Vingt villes désignées comme pôles régionaux
Les nouveaux centres de traitement sont implantés dans plusieurs grandes villes africaines, notamment Abidjan, Accra, Addis-Abeba, Dakar, Kigali, Kinshasa, Lagos, Nairobi, Yaoundé, Lomé, Luanda et Port-Louis.

L’Afrique du Sud est le seul pays à disposer de deux centres régionaux, installés respectivement au Cap et à Johannesburg. Au Nigeria, Lagos devient l’unique point de traitement des visas américains après la suspension des services consulaires dédiés aux visas à Abuja.
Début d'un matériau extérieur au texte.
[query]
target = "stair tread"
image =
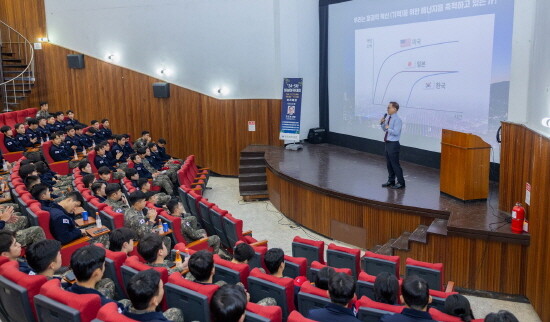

Washington mise sur une meilleure efficacité
Les autorités américaines justifient cette réorganisation par la volonté de mieux répartir les ressources consulaires et d’accélérer le traitement des demandes.
Selon Washington, ce nouveau système devrait permettre une gestion plus efficace des dossiers, en particulier pour les étudiants, les investisseurs, les entrepreneurs et les voyageurs d’affaires souhaitant se rendre aux États-Unis.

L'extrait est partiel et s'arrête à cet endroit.